Now in GMRES, we seek $x_k\in x_0+\mathcal{K}_k=x_0+\mathcal{R}(Q_k)$, so we can write $x_k=x_0+Q_ky_k$ for some $k$-vector $y_k$, so that the approximate solution minimizes the 2-norm of the residual vector $b-A\tilde{x}$ over all $\tilde{x}\in x_0+\mathcal{K}_k$: $$ \|b-Ax_k\|_2=\min_{\tilde{x}\in x_0+\mathcal{K}_k}\|b-A\tilde{x}\|_2 =\min_{\tilde{y}}\|r_0-AQ_k\tilde{y}\|_2. $$ We can use (1) to get $r_0-AQ_k\tilde{y}=Q_{k+1}(\rho\,e_1-H_{k+1,k}\tilde{y})$ and the fact that the 2-norm is orthogonally invariant to get $$\tag{2} \|b-Ax_k\|_2=\min_{\tilde{y}}\|r_0-AQ_k\tilde{y}\|_2=\min_{\tilde{y}}\|\rho\,e_1-H_{k+1,k}\tilde{y}\|_2. $$ Solving the reduced problem (2) gives the components $y_k$ of the GMRES correction. Since (2) is nothing but a least squares problem, we can formally solve it using the pseudo-inverse of $H_{k+1,k}$: $$\tag{3} y_k=\rho\,H_{k+1,k}^\dagger e_1=\rho\,(H_{k+1,k}^TH_{k+1,k})^{-1}H_{k+1,k}^Te_1, $$ where the latter can be done since $H_{k+1,k}$ has rank $k$ (note that $A$ is nonsingular because $Q_k^TAQ_k=H_k$, where $H_k$ is the square $k\times k$ "upper part" of $H_{k+1,k}$). Therefore, the approximation $x_k$ is given by $$\tag{4} x_k=x_0+Q_ky_k=x_0+\rho\,Q_kH_{k+1,k}^\dagger e_1. $$ Note that (3) is not how the vector $y_k$ is obtained in practice. Instead, one solves the least squares problem (2) by the QR factorization of $H_{k+1,k}$ (usually using the Givens rotations due to the Hessenberg structure).

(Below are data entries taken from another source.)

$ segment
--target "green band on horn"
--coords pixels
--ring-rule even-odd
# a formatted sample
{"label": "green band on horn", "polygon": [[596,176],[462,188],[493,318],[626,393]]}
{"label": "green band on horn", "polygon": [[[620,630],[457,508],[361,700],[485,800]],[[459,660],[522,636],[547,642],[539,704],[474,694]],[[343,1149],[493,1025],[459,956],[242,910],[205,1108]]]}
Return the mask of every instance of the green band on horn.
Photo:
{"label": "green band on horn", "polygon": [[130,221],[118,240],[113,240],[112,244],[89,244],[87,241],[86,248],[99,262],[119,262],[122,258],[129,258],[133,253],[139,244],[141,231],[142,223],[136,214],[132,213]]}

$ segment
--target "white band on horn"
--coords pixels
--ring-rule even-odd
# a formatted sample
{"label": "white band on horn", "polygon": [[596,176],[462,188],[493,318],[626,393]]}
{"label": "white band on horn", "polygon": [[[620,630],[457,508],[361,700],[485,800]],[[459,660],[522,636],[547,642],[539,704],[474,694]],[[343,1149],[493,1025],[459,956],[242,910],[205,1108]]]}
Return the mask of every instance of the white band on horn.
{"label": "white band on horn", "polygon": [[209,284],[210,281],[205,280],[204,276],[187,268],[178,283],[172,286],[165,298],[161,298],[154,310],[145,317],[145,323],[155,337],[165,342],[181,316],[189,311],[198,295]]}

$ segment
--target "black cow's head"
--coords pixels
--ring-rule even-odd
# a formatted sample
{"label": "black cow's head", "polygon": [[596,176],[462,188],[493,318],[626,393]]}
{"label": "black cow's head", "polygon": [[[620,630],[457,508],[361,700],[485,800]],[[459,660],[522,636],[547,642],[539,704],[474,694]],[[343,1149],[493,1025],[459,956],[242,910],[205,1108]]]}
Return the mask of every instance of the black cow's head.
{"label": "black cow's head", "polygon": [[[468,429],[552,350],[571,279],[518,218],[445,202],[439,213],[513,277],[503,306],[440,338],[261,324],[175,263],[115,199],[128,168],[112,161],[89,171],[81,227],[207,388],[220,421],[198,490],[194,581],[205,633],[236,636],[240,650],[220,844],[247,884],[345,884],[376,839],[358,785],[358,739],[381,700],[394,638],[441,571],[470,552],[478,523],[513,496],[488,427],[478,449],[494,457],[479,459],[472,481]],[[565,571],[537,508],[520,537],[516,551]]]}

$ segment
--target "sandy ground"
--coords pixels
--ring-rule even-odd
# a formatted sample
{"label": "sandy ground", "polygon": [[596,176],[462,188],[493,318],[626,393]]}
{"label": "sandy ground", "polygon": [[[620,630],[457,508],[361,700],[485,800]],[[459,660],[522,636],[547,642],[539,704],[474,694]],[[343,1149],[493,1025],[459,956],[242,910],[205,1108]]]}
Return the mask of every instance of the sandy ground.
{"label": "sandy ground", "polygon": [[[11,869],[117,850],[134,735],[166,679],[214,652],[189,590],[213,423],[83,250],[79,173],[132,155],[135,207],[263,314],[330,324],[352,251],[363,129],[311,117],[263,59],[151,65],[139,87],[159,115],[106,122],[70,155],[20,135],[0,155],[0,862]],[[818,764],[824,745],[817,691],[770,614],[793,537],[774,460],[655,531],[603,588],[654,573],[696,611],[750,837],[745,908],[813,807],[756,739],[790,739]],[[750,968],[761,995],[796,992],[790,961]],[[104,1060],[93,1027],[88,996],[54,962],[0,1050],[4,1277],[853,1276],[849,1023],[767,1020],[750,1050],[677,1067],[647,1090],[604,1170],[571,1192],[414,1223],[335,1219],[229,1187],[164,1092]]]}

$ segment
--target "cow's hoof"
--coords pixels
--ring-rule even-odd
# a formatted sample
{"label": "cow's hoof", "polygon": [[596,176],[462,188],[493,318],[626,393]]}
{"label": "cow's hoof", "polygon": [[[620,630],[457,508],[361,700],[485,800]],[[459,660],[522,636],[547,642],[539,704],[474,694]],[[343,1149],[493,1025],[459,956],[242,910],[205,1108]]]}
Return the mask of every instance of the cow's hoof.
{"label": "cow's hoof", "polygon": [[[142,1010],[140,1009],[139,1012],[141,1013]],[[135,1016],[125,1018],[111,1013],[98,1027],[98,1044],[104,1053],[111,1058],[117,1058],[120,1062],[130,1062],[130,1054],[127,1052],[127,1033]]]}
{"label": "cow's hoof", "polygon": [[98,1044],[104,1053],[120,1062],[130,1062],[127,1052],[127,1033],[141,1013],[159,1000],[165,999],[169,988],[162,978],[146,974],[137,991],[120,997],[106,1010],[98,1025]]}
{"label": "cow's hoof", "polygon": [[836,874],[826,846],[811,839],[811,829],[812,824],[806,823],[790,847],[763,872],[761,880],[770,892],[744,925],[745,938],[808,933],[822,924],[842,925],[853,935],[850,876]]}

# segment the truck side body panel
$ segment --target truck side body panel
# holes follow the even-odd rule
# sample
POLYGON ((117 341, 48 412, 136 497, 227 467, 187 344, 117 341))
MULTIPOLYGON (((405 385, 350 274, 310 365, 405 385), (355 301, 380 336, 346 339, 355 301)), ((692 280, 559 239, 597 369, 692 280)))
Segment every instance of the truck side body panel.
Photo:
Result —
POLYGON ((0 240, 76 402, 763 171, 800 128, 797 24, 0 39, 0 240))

At some point, the Krylov subspace is "exhausted" in the sense that there is an $m$ such that $\dim\mathcal{K}_k=m$ for all $k\geq m$. This $m$ is equal to the smallest $k$ for which $r_0\in A\mathcal{K}_k$ and is bounded from above by the degree of the minimal polynomial of $A$ (therefore, $m\neq n$). For $k=m$, (1) translates to $$\tag{5} AQ_m=Q_mH_m, $$ where $H_m$ is $m\times m$ nonsingular upper Hessenberg.
At this step $k=m$, GMRES computes the exact solution of $Ax=b$. This can be seen simply as follows: since $r_0\in A\mathcal{K}_k$, we have $A^{-1}r_0=x-x_0\in A^{-1}A\mathcal{K}_m=\mathcal{K}_m$ and hence $x\in x_0+\mathcal{K}_m$. Therefore, the affine space $x_0+\mathcal{K}_m$ contains the solution $x$ and since GMRES minimizes the residual norm, it necessarily must give $x_m=x$. Also, (4) and (5) give $x_m=x_0+\rho\,Q_mH_m^{-1}e_1$ and hence $$ Ax_m=Ax_0+\rho\,AQ_mH_m^{-1}e_1=Ax_0+\rho\,Q_me_1=Ax_0+r_0=b. $$